[size=4]Chinese official eyed in bugging of plane[/size=4]
By Bill Gertz, THE WASHINGTON TIMES
Chinese President Jiang Zemin believes fellow Politburo member Li Peng is behind the planting of electronic listening devices aboard the president's new U.S. jetliner, according to a classified State Department intelligence report.
Mr. Jiang is said by U.S. intelligence officials to be convinced that Mr. Li ordered the aircraft bugging to listen in on the Chinese president's discussions of financial corruption related to Mr. Li's wife and children.
The assessment of China's discovery of 27 electronic eavesdropping devices inside a new Boeing 767 jetliner helps explain why Beijing has had a muted reaction to the incident, which Beijing initially blamed on U.S. intelligence, the officials said.
A Chinese Foreign Ministry spokesman said in Beijing last month, when the bugging was first disclosed, that he had no knowledge of the incident but that it would not have "any impact upon other issues."
"I said last time that if someone wants to bug China, it will be a stupid act by some individuals," the spokesman said.
Disclosure of the State Department report comes as President Bush prepares to embark tomorrow on a trip to China, Japan and South Korea.
White House National Security Advisor Condoleezza Rice told reporters yesterday that Mr. Bush will meet with Mr. Jiang and give a speech at a Chinese university. The president expects to discuss the war on terrorism, homeland-security issues and economic-security matters with the Chinese leader.

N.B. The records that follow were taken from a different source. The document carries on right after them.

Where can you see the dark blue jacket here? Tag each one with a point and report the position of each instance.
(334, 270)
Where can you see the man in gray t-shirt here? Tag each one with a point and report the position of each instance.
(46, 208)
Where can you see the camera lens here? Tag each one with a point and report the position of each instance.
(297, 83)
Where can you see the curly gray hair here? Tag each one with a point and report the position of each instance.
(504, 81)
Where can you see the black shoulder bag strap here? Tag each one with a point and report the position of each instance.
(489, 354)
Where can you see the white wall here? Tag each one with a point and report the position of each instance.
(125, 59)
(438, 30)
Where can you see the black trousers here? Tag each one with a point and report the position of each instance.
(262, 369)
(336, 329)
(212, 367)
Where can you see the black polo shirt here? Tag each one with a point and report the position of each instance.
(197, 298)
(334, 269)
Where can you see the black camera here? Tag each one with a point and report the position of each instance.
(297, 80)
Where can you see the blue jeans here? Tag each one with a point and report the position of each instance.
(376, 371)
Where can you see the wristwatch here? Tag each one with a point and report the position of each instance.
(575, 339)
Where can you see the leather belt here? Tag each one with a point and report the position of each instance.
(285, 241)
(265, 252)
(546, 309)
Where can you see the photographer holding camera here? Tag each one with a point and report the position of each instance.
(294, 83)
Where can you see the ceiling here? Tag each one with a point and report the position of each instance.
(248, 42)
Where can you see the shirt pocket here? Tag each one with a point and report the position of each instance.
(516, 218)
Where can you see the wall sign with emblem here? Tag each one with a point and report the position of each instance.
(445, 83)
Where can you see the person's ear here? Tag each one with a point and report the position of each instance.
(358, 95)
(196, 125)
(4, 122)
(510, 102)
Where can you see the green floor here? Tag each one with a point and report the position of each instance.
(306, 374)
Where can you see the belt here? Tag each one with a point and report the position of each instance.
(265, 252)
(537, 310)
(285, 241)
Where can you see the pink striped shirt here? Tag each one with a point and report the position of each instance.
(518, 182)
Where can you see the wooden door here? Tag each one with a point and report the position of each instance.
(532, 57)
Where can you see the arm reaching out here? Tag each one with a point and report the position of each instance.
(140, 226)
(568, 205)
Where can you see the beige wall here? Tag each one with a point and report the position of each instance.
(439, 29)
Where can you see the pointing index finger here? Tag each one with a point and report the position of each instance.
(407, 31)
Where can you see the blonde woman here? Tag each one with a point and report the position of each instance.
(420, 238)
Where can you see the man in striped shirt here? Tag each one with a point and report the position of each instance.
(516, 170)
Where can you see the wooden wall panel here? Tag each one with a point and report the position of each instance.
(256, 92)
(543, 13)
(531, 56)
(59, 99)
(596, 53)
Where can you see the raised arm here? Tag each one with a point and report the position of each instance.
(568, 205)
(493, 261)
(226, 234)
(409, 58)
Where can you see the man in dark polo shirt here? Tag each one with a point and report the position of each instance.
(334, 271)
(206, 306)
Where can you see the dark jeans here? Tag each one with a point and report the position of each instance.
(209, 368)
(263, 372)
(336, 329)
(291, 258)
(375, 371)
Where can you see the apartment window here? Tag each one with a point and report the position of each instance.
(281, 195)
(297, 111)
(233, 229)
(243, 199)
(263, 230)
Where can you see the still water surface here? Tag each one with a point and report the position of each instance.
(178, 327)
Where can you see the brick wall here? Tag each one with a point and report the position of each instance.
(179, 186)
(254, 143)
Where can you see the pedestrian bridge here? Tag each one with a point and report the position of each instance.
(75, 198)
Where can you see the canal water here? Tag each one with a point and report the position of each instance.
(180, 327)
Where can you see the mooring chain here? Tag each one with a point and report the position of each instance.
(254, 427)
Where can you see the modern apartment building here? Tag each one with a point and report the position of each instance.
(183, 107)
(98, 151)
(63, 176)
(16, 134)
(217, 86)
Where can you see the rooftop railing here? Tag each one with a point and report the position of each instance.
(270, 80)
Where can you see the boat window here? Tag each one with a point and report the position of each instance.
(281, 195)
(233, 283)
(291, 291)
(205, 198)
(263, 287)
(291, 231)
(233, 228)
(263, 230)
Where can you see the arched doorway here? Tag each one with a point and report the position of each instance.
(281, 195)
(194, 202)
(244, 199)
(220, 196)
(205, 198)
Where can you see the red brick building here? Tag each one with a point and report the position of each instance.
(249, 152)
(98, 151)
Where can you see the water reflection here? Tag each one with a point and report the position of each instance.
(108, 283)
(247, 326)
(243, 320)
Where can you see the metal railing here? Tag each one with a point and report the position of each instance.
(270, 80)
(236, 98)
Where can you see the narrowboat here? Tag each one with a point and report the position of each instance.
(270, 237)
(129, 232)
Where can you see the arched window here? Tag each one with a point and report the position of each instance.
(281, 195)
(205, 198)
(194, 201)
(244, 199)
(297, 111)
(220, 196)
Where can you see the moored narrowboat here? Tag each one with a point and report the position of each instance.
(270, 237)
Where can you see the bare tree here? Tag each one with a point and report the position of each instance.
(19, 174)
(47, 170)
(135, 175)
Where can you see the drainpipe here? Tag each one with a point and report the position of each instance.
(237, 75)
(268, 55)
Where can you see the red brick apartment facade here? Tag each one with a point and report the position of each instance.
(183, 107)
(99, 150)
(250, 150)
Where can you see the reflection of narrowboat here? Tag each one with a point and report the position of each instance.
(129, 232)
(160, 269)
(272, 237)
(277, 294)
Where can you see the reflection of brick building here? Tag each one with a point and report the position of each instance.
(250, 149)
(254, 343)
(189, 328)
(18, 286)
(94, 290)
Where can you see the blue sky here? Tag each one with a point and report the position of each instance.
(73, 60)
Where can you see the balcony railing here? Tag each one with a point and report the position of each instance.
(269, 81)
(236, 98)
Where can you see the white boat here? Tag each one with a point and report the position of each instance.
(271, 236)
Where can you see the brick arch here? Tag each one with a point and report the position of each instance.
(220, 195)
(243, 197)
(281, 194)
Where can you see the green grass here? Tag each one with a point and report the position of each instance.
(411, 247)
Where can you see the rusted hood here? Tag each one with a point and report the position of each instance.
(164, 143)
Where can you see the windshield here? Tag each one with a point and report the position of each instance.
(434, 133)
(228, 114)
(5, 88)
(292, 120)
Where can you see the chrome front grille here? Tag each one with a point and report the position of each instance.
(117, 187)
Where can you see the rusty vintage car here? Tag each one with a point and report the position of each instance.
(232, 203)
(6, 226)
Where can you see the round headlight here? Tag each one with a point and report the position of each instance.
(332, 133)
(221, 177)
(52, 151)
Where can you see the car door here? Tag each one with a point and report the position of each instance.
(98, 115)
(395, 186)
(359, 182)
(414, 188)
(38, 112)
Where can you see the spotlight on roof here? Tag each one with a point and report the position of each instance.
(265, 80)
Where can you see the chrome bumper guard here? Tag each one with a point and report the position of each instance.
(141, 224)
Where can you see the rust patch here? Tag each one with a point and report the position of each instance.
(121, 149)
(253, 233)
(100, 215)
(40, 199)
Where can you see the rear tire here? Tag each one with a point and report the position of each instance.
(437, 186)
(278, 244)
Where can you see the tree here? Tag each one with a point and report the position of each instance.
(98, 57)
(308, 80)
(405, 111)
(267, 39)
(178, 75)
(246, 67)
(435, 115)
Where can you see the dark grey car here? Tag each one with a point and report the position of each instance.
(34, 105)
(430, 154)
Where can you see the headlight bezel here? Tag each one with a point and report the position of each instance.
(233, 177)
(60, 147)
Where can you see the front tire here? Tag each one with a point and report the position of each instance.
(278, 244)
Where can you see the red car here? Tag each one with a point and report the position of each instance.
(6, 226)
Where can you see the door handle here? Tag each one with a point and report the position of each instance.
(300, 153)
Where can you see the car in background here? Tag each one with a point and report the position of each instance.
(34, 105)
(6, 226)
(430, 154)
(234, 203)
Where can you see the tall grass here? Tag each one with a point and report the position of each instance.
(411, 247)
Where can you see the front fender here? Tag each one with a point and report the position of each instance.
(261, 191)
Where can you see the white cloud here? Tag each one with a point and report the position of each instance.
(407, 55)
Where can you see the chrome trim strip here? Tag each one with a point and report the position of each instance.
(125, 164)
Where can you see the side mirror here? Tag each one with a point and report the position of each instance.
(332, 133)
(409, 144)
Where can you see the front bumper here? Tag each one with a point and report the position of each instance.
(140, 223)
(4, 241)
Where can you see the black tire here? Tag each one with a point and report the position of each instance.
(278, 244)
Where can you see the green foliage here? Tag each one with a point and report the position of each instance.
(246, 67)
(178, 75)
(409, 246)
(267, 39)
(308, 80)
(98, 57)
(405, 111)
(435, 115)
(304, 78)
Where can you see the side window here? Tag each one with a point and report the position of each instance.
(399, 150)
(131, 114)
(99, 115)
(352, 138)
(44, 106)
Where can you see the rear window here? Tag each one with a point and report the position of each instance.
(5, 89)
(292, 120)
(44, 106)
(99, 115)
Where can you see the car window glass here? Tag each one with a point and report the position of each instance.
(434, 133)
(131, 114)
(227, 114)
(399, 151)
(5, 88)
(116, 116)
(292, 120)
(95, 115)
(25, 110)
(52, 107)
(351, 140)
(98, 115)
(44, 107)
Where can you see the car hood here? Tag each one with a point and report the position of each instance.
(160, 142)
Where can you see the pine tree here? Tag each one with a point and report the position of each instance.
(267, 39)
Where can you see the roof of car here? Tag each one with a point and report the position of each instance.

China's suppression of human rights and religious freedom also will be discussed, along with Beijing's records of shipping missiles and weapons of mass destruction to unstable regions.
Mr. Li heads the National People's Congress, China's nominal legislature and is considered one of the three most powerful leaders in China, after Mr. Jiang and Prime Minister Zhu Rongji.
All three are members of the ruling Communist Party Politburo standing committee, the real power in China, and are expected to step down in the next year after a party congress in October.
The bugging incident — as well as its disclosure — appears to be part of domestic politics and pre-congress political maneuvering among Chinese leaders, the U.S. officials said.
The State Department report said Mr. Jiang is "90 percent certain" Mr. Li was behind the bugging, even though initial reports suggested that U.S. intelligence agencies had planted the devices, either by circumventing Chinese security guards or co-opting them.
Officials said Mr. Jiang's suspicions are a sign the electronic devices found inside the aircraft were traced to China, probably its military intelligence services.
Senior Bush administration officials, including Secretary of State Colin L. Powell and Defense Secretary Donald H. Rumsfeld have been silent on the issue, declining to comment on what they regard as an intelligence matter.